WARNING This repository is no longer maintained and was never destined
for any kind of real-life usage. This was mainly written for me to learn more
about parallelism and multiplexed-IO, the code is meh and it likely
no longer works WARNING

spider.py

An asynchronous, multiprocessed, python spider framework.

Getting Started

The spider is seperated into two parts, the actuall engine and the extractors.
The engine submits the requests, and handles all of the processes and
connections. The extractors are functions that are registered to be called
after a page has been loaded and parsed.

The engine is represented as the Scour object.

import spider
scour = spider.Scour(seeds_urls=[])

Extractors are registed using the scour object and the extractor decorator.

@scour.extractor
def do_somthing(process, page, response):
    pass

Or they can be registed by passing the function to scour.extractor

scour.extractor(lambda process, page, response: True)

After all of the extractors have been registed the actual spider can be run

scour.run()

Which will start up multiple processes and begin downloading the pages in
its queue.

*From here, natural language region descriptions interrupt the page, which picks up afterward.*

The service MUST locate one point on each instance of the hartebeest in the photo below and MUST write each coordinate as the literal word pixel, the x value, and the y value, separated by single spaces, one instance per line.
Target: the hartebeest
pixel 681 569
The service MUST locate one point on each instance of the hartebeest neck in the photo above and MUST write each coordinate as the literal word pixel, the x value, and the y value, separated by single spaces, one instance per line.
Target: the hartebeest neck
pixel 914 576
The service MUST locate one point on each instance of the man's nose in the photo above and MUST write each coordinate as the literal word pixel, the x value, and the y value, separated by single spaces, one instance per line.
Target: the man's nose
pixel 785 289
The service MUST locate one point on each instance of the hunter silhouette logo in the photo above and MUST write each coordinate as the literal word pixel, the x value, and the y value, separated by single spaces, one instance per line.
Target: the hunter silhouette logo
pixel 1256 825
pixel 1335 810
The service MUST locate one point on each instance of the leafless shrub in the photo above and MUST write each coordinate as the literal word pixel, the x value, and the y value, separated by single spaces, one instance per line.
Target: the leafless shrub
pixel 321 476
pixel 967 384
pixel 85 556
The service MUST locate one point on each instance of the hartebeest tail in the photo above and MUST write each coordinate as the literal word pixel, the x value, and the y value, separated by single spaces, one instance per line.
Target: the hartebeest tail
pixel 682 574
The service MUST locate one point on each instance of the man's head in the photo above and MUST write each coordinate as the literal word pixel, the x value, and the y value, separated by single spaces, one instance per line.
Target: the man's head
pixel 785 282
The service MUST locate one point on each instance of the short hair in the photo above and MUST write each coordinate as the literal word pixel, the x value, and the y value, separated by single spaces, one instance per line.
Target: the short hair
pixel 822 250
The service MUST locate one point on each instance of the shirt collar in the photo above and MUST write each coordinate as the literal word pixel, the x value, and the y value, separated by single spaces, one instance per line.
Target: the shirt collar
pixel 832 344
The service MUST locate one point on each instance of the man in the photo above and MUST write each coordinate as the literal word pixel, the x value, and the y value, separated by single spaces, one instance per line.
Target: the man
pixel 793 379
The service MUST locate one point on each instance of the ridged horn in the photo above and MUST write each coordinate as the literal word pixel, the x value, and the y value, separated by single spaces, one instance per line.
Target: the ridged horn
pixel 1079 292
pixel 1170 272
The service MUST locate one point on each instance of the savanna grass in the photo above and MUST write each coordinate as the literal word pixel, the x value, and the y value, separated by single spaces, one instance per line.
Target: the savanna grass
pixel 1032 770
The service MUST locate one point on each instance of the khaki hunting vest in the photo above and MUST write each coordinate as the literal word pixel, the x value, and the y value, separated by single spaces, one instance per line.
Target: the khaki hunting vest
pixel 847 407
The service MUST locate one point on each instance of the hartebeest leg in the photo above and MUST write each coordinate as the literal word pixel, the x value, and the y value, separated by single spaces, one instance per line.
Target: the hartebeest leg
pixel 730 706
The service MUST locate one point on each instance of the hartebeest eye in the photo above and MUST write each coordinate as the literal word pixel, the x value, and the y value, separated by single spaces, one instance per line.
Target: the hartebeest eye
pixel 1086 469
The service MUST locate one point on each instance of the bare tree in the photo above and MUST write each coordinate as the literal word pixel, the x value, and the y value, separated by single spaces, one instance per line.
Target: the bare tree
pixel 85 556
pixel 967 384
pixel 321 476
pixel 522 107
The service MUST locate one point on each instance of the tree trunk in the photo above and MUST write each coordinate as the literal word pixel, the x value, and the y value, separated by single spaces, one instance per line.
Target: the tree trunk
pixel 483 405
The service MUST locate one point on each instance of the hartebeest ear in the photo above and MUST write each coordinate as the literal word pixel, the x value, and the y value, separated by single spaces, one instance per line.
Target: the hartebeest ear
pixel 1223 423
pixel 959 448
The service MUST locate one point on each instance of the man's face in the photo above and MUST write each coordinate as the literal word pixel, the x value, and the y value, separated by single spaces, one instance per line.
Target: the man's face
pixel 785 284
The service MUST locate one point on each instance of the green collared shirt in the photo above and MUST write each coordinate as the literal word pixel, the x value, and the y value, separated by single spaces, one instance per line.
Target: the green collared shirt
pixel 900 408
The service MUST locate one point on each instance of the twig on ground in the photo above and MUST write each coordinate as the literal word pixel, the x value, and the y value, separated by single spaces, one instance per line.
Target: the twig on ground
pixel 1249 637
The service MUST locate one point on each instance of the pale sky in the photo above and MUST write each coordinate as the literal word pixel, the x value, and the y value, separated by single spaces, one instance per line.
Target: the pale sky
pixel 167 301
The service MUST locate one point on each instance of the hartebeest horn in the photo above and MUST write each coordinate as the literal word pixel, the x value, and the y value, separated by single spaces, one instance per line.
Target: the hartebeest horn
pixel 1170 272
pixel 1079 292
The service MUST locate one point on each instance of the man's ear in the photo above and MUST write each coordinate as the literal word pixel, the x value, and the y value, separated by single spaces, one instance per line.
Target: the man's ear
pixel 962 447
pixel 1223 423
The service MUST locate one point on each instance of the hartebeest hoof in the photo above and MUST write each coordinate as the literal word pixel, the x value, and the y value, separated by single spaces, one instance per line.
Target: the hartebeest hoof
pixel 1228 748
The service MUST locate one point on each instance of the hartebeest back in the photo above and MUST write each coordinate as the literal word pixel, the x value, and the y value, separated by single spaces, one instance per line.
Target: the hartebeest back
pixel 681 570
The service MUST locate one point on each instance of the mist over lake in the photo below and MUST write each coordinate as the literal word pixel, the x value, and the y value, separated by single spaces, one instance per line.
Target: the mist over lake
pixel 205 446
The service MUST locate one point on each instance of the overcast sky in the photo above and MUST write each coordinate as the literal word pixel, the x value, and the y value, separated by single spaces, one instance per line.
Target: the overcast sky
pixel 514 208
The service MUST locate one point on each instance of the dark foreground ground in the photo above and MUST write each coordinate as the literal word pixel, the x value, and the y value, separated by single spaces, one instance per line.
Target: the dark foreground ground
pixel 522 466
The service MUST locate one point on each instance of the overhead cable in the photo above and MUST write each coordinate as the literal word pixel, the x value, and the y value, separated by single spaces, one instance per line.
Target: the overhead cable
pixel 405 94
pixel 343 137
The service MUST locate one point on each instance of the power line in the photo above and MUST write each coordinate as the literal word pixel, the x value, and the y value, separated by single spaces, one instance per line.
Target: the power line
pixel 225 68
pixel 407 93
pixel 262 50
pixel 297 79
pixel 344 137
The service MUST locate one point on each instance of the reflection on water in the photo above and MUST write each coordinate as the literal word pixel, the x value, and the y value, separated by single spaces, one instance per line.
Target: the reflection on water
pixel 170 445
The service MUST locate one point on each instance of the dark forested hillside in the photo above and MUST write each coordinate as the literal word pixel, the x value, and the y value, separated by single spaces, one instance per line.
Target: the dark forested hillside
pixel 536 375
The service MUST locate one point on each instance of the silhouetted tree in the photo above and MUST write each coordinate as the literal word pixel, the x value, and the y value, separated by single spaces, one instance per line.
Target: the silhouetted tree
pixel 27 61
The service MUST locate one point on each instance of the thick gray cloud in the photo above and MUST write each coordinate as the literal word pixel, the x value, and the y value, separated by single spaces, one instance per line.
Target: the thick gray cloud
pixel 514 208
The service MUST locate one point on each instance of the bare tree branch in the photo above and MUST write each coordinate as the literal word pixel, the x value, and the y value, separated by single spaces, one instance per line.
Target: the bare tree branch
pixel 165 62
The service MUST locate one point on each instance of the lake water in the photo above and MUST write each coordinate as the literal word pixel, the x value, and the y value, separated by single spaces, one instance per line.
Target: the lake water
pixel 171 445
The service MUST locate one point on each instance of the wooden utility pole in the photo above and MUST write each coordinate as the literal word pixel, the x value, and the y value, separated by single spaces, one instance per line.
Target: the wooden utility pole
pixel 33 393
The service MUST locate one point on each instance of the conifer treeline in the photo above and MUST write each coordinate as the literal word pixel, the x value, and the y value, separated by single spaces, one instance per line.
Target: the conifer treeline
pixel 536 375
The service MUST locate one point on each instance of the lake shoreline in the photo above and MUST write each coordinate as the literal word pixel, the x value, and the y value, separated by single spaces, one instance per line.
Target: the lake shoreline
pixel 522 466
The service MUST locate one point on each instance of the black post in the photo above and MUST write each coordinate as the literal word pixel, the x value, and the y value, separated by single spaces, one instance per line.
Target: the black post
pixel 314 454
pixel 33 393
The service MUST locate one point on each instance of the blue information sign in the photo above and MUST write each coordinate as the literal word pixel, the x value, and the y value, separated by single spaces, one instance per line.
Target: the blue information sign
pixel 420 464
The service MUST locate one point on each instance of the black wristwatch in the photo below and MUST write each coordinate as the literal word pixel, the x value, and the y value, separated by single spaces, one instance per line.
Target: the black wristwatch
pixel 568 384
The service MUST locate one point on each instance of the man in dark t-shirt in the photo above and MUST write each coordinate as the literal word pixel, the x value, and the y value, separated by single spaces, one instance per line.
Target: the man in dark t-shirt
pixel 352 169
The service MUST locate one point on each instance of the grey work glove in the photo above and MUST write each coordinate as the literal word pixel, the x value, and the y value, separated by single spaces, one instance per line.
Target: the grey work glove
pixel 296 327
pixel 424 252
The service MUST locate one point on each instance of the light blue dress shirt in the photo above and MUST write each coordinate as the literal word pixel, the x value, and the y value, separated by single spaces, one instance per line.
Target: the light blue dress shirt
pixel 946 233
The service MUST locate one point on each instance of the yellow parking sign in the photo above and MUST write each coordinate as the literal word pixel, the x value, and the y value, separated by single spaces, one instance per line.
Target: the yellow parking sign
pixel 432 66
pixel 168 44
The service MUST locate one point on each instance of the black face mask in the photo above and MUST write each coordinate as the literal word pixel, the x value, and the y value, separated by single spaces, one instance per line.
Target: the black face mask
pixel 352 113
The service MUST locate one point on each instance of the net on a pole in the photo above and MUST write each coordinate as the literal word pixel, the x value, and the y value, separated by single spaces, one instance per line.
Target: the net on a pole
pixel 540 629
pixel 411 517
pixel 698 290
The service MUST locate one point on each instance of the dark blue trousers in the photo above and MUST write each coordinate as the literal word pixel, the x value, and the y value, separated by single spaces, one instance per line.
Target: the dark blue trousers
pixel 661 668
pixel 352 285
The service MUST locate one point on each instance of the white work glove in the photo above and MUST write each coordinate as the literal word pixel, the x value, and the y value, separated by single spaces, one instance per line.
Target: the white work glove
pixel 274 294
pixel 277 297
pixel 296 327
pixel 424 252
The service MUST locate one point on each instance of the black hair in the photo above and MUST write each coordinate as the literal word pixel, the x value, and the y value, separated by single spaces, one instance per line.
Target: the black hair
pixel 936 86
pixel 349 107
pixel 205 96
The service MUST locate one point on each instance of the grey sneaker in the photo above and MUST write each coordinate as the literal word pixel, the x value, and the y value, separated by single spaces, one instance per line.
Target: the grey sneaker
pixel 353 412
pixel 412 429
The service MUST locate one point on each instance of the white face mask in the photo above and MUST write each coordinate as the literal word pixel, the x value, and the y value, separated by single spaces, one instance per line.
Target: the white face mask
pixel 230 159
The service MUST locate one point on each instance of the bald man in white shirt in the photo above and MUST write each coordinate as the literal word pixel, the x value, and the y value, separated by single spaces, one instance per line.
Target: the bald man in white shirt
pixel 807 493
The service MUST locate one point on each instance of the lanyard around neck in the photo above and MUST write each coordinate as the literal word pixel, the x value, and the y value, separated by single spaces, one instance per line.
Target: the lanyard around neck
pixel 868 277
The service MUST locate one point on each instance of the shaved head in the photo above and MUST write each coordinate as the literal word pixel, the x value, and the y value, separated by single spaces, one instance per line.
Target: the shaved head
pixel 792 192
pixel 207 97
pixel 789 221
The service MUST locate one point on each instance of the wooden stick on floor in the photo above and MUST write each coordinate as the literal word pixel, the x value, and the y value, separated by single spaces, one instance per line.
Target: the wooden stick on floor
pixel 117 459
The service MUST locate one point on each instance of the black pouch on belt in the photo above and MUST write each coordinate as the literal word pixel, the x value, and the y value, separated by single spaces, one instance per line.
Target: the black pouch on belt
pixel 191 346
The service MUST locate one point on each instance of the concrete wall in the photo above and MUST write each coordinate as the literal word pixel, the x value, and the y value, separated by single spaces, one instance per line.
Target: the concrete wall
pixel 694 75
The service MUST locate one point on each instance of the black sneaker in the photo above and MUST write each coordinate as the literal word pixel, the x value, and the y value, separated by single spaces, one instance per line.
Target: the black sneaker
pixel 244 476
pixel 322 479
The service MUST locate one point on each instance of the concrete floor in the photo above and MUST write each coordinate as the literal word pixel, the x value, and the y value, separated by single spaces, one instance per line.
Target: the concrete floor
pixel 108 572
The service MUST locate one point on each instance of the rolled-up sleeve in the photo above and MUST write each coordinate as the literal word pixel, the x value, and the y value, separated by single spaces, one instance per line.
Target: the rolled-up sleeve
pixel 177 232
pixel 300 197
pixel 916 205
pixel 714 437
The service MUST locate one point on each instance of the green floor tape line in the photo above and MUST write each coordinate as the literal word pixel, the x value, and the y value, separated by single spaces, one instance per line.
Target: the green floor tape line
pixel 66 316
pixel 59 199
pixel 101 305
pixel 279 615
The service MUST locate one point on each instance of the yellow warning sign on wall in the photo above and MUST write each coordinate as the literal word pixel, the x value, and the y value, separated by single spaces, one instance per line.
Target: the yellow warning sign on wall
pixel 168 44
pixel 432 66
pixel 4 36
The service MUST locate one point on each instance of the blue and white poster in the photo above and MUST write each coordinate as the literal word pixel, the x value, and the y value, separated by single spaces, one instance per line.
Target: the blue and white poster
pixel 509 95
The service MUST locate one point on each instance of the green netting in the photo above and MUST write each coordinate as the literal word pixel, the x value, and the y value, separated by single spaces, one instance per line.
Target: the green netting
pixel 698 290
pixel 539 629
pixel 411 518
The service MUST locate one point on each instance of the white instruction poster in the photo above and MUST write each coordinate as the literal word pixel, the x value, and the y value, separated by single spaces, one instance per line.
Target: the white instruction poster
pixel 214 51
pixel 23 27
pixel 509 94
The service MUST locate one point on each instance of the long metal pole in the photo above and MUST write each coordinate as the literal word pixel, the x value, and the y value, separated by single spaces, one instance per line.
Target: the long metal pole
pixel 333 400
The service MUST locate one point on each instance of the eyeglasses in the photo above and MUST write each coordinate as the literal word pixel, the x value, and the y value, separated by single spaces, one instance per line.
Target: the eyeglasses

Extractors can pass in urls using process.get

There’s also alot of documentation in spider.py, and it’s not very long
only ~300 lines.

Very Basic Example

More complete examples can be found in the /examples/ folder.
(see basic.py)

import spider
# Don't actually use google, your spider won't get far
seeds = ["http://google.com"]
scour = spider.Scour(seed_urls=seeds)
@scour.extractor
def churn_urls(process, page, response):
    """Put all of the urls on the page into the Queue.
    process: The process this callback is running in.
             process.log.{info,debug,warn, etc..} to write to the log file
             process.get(url) to add a url to the queue
    page: lxml.html representation of the page or None if no page 
          could be parsed
    response: Tornado response object
    """
    urls = page.xpath("//a/@href") #get a list of the urls on a page
    for url in urls:
        process.get(url)
scour.run()